CRI News

With DEFAC about to meet, a recap of Delaware’s fiscal condition
by Dr. John Stapleford, CRI Chair
What is DEFAC and why is it important?
DEFAC is the Delaware Economic and Financial Advisory Council. Although the Governor appoints members, DEFAC is intended to be an independent, oversight group that reviews the state revenues and expenditures.
DEFAC last met in September of this year, what was DEFAC’s outlook for the current fiscal year, FY19?
DEFAC projected that total general fund revenues would increase by only 0.4%.
Wow! So, with incoming revenues projected to be flat, will Dover really be able to keep spending flat?
No. The current DEFAC expenditure estimate already projects a FY19 deficit. According to the National Association of State Budget Officers, Delaware would be only one of five states to have a shortfall in this booming economy.
Meanwhile, state employee health care benefits are expected to increase 7.4% and health care benefits for retirees by 8.7%. The current unfunded state health care and pension liability is estimated by the Mercatus Center to be $13B, and Mercatus ranks DE 44th among the states in fiscal health.
And, DEFAC expects FY19 Medicaid spending to increase 5.3%...approaching $800B…and capital spending to rise 32%.
In other words, if state spending is not curtailed right now, we are – by default - once again going to have fiscal chaos in the Spring.  
If you are an economist, what are DEFAC’s underlying assumptions about DE’s economy and are you in agreement with them?
As of September, DEFAC projected an annual growth rate in employment of 1.2% for FY19 and FY20 and 3.4% growth in DE wages and salaries in FY19 bumping up to 3.7% in FY20. In my opinion, both are too optimistic.
For instance, the Delaware Dept. of Labor’s (DDOL) employment growth rate projection for 2019 is 0.9% dropping to 0.6% thereafter. And through the beginning of 2018 DE wages and salaries have been growing at 2.6% (compared to 4.3% across the nation).
Can’t the political leaders in Dover take some actions that will turn Delaware’s economy around?
There have been four studies done recently regarding an economic development strategy for Delaware: DEDO, New Castle County government, the Delaware Business Roundtable, and CRI’s Dave Stevenson.

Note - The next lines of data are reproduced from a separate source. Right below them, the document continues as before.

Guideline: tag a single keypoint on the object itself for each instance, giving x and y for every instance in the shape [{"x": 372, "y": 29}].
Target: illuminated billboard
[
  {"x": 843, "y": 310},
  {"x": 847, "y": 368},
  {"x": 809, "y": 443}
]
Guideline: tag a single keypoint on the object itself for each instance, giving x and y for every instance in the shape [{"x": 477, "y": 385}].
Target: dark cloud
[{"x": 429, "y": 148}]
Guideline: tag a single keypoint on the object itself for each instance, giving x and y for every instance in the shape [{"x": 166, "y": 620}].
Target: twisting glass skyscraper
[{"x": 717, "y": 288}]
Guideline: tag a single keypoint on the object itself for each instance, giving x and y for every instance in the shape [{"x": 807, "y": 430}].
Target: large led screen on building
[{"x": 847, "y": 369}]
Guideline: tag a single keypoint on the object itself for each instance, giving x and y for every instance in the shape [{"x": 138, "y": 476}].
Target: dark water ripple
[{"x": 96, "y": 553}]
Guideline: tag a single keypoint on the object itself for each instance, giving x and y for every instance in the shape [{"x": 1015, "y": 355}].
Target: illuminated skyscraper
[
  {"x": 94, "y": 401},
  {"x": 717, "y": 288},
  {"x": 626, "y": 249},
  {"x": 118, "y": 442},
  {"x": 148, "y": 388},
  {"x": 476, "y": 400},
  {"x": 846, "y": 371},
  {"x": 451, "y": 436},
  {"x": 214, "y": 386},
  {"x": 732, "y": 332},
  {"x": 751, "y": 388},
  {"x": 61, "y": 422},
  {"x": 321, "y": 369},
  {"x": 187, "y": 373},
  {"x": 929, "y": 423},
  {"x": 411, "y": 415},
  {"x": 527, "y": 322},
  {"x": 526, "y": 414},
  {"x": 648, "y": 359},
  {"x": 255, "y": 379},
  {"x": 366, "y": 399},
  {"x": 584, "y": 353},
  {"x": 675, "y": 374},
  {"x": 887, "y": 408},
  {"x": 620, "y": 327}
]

There is consensus among the studies as to the current major impediments to Delaware economic growth: low quality public education, high crime in the City of Wilmington, runaway industrial electric rates, onerous and anti-business development processes-especially from DNREC and DelDOT, New Castle County land use code, and no Right to Work law. The prestigious Tax Foundation rates Delaware 50th in corporate taxation!
At this time, there is no political leadership to address any of these solvable problems.